Many people have written to ask for concrete examples of how the Canadian DMCA would impact everyday activities. In response, today I'm going to start a five part series of a typical Canadian family's potential encounter with the law. The fictional family consist of:
Jim and Josee live in a Calgary suburb together with their three children Stephen (age 16), Rona (age 10), and Diane (age 4). Jim is the chief librarian at the National Energy Library, while Josee teaches media and communications at a local high school.
This post focuses on Jim. Soon after he arrives into the office on Monday morning, he is contacted by a researcher located in the field who asks him to track down an article and to email an electronic copy as soon as possible. Jim finds the article, scans and sends it via email. After work, he drops into the local HMV and purchases a DVD copy of the movie Juno. At home, he transfers a copy of the movie to his video iPod for viewing on an upcoming business trip.
If the Canadian DMCA becomes law, all of Jim's copying activities arguably violate the law.
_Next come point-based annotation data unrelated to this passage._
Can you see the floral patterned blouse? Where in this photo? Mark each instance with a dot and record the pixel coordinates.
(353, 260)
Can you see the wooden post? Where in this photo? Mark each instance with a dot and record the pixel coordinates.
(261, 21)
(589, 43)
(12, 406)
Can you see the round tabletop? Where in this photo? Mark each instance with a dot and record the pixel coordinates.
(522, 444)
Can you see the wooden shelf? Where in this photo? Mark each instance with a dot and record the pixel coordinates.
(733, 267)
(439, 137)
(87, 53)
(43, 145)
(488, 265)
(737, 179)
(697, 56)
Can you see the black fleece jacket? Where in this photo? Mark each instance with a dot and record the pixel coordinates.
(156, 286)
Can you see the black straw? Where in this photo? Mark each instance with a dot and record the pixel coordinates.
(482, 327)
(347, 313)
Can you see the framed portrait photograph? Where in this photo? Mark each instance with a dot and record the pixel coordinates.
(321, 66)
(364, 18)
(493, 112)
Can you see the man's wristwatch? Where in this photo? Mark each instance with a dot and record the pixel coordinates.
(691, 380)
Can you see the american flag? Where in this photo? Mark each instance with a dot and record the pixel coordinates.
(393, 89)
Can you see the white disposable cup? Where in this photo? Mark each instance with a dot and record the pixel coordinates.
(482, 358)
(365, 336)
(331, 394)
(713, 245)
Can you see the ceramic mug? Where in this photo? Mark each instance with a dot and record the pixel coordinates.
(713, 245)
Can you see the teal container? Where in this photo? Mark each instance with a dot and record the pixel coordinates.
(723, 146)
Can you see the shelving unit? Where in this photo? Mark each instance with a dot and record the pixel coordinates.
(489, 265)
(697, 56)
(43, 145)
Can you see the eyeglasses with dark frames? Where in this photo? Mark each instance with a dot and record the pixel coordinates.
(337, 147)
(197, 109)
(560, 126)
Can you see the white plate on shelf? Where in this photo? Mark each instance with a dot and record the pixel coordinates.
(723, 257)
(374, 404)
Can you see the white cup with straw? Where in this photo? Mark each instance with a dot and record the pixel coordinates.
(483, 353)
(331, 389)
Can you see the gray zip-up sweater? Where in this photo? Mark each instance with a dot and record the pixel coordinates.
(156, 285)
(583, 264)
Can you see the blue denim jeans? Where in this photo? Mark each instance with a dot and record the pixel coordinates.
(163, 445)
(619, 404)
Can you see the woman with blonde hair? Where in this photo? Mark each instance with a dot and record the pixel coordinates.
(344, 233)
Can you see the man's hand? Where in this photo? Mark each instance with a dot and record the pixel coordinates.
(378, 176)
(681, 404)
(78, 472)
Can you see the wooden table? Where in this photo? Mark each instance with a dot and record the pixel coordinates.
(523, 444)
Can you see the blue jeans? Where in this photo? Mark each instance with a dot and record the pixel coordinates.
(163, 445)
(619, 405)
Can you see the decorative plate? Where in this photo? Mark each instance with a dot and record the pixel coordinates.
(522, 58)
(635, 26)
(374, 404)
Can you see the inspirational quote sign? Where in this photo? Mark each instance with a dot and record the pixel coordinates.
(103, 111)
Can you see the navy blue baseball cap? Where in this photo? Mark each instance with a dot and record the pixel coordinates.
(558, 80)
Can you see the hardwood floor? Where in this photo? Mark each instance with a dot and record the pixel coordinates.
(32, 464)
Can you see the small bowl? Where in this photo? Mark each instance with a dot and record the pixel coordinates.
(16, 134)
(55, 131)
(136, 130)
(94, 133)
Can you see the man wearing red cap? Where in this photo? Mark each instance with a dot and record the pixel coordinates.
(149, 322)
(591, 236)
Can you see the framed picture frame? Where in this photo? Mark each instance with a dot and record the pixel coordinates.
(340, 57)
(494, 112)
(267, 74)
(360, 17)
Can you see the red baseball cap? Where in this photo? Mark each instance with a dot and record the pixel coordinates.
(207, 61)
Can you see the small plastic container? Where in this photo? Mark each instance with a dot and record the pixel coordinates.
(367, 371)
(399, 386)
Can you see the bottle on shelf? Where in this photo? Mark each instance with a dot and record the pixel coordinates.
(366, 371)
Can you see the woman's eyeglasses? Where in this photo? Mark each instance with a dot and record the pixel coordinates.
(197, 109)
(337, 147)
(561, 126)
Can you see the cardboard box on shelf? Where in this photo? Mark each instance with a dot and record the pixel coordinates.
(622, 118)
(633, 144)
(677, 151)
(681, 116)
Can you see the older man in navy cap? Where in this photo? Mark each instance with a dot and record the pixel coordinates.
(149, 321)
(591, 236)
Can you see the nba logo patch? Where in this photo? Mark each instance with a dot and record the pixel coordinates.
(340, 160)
Jim’s act of scanning and distribution of the article should qualify as fair dealing. Apparently the government thinks it does not, however, since Bill C-61 contains a specific provision to allow librarians to digitize a paper copy on behalf of a patron. That provision only works if they take steps to ensure that the recipient does not transfer the digital copy to anyone else and only uses it for five days. Since those technical restrictions were not imposed on the researcher, this would not qualify (Section 30.2(5.01)). The ripping of the Juno DVD to the video iPod clearly violates the law. Prentice's format shifting provisions are limited to videocassettes – DVDs are off-limits (Section 29.21). Moreover, ripping the DVD likely required circumventing anti-copying technologies, which under Bill C-61, would violate the law.